In our last blog, we discussed about generating summary data using spark. The summary works great for understanding the range of data quantitatively. But sometimes, we want to understand how the data is distributed between different range of the values. Also rather than just know the numbers, it will help a lot if we are able visualize the same. This way of exploring data is known as understanding shape of the data.

In this second blog of the series, we will be discussing how to understand the shape of the data using the histogram. You can find all other blogs in the series here.

TL;DR All code examples available on github.

Histogram

Histograms are visual representation of the shape/distribution of the data. This visual representation is heavily used in statistical data exploration.

Histogram in R

In R, histogram is part of package named ggplot2. Once you installed the package you can generate the histogram as below.

hist(LifeExp,5)

We use hist method provided by the library to draw the histogram. The below picture shows the histogram.

Histogram in R

Histogram in Spark

In order to generate the histogram, we need two different things

  • Generate the values for histogram

  • Display the visual representation

Calculating the histogram in spark is relatively easy. But unlike R, spark doesn’t come with built in visualization package. So I will be using Apache Zeppelin for generating charts.

Calculating the histogram

We will be using same dataset, life expectancy, dataset for generating our histograms. Refer to last blog for loading data into spark dataframe.

Dataframe API doesn’t have builtin function for histogram. But RDD API has. So using RDD API we can calculate histogram values as below

val (startValues,counts) = lifeExpectancyDF.select("LifeExp").map(value => value.getDouble(0)).rdd.histogram(5)

RDD histogram API takes number of bins.

The result of the histogram are two arrays.

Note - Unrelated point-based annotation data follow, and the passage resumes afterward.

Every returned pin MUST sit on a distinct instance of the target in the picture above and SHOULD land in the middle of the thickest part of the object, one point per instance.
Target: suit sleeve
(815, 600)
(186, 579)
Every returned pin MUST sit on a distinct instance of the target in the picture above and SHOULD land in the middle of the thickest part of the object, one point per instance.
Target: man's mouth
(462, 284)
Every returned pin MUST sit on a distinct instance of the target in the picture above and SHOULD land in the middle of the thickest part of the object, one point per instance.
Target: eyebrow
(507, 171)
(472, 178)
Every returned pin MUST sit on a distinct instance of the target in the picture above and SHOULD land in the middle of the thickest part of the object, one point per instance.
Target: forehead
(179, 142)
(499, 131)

  • First array contains the starting values of each bin

  • Second array contains the count for each bin

The result of the above code on our data will be as below

startValues: Array[Double] = Array(47.794, 54.914, 62.034, 69.154, 76.274, 83.394)
counts: Array[Long] = Array(24, 18, 32, 69, 54)

So the values signify that there are 24 countries between life expectancy from 47.794 to 54.914. Most countries are between 76-83.

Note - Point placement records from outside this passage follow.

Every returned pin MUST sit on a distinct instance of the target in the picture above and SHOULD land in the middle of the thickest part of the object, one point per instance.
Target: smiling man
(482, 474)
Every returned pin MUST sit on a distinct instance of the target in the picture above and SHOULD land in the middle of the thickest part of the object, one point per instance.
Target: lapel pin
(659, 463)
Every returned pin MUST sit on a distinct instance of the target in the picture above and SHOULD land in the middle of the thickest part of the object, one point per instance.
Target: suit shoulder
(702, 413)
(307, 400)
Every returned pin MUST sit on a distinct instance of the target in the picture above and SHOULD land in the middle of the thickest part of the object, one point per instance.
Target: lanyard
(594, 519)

If you don’t like using RDD API, we can add histogram function directly on Dataframe using implicits. Refer to the code on github for more details.

Visualizing the histogram

Once we have calculated values for histogram, we want to visualize same. As we discussed earlier, we will be using zeppelin notebook for same.

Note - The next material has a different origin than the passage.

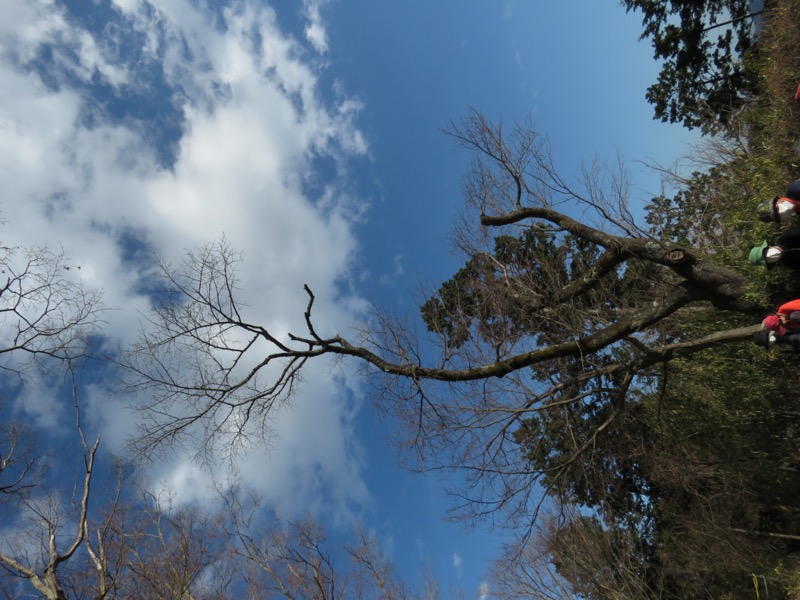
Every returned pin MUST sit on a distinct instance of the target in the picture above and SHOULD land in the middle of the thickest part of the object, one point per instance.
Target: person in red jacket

In zeppelin, in order to generate a graph easily we need dataframe. But in our case, we got data as arrays. So the below code will convert those arrays to dataframe which can be consumed by the zeppelin.

val zippedValues = startValues.zip(counts)
case class HistRow(startPoint:Double,count:Long)
val rowRDD = zippedValues.map( value => HistRow(value._1,value._2))
val histDf = sparkSession.createDataFrame(rowRDD)
histDf.createOrReplaceTempView("histogramTable")

In above code, first we combining both arrays using zip method. It will give us a array of tuples. Then we convert that array into a dataframe using the case class.

Once we have, dataframe ready we can run sql command and generate nice graphs as below.

Histogram

You can download the complete zeppelin notebook from github and import into yours to test by yourself. Please make sure you are using Zeppelin 0.6.2 stable release.

Conclusion

Combining computing power of spark with visualization capabilities of zeppelin allows us to explore data in a way R or python does but for big data. This combination of tools make statistical data exploration on big data much easier and powerful.